LOS ANGELES (KABC) -- The Los Angeles City Council is considering a motion to prohibit the possession of all assault weapons within the city, following a pair of mass shootings over the weekend that left 31 people dead in Texas and Ohio.

Councilman Paul Koretz introduced the motion Wednesday, saying assault weapons "are clearly one of the things that make it easiest to do these massive shootings."

Two other council members, Greig Smith from the West Valley and Council President Herb Wesson, introduced separate motions that would push for laws at the state and federal level.

In addition to an assault weapons ban, they would like to see universal background checks for firearms and ammunition, a ban on high capacity magazines and harsher penalties for offenders.

"Now, I want to see all those off the streets. There's no reason for any American (to) own a weapon who shoots a lot of rounds or rapidly shoots rounds," said Smith.

Koretz expects there will be a lawsuit by pro-gun groups, but he says he fought a similar battle when he was in the city of West Hollywood.

"West Hollywood and Los Angeles both passed bans on 'Saturday night special' handguns and we were advised that we were highly likely to lose those cases and yet we took them up through the court system and we won at every level," said Koretz.

At an appearance in Southern California Wednesday, Governor Gavin Newsom said he likes the proposal to ban assault weapons and agrees it needs to be at the federal level.

There was a federal ban, sponsored by California Senator Diane Feinstein, that passed back in 1994. But, it expired in 2004.
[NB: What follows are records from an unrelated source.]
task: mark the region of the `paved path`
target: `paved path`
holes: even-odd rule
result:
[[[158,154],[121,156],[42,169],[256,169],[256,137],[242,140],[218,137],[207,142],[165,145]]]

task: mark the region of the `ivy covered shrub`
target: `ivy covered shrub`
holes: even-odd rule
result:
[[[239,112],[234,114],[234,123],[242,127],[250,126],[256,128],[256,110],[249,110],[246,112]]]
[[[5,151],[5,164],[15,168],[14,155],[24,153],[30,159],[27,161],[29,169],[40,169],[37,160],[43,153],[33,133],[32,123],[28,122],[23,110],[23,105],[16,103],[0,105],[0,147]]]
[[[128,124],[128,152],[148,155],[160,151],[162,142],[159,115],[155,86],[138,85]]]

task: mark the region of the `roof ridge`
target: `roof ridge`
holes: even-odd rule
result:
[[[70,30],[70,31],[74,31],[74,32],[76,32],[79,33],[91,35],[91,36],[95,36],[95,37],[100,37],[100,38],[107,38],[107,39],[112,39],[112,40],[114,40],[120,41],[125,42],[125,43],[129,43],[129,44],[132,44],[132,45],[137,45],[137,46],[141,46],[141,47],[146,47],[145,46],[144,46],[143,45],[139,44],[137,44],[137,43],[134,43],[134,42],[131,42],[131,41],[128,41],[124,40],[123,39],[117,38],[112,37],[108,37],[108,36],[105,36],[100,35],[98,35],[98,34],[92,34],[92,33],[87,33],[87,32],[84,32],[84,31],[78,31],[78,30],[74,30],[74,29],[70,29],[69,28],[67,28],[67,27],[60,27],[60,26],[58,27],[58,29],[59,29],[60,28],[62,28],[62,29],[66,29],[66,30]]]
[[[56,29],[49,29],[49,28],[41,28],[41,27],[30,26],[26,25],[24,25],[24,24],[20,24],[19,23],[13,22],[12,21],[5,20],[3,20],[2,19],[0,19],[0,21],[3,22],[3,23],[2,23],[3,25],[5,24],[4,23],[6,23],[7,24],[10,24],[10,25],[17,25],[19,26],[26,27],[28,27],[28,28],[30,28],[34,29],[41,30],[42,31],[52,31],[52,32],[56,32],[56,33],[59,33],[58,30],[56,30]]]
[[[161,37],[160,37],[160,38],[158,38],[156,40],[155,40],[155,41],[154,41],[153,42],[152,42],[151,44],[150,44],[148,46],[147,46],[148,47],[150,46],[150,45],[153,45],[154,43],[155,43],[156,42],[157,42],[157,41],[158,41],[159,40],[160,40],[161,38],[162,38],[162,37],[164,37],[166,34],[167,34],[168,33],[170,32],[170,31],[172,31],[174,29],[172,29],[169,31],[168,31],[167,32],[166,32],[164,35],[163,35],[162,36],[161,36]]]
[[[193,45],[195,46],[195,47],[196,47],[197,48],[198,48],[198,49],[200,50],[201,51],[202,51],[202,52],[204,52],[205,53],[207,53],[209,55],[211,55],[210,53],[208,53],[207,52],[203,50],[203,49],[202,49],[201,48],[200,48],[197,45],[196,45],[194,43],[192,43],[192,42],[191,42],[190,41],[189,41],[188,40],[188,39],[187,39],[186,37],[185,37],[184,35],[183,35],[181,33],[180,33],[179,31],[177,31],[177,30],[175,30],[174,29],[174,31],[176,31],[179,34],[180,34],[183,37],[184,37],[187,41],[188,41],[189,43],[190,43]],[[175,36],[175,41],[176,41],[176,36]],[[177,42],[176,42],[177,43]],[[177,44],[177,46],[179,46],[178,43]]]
"What a remarkable achievement looking back that she was even successful passing the original assault weapon ban. Sadly, it sunseted, (but) she's been at it ever since," said Newsom. "Again, it's pending determination by Majority Leader Mitch McConnell to put it up for a vote but he doesn't have the guts to do it."

If the ordinance passes in the city of Los Angeles, it would then go to the City Attorney's office which would prepare the ordinance to put the ban into effect.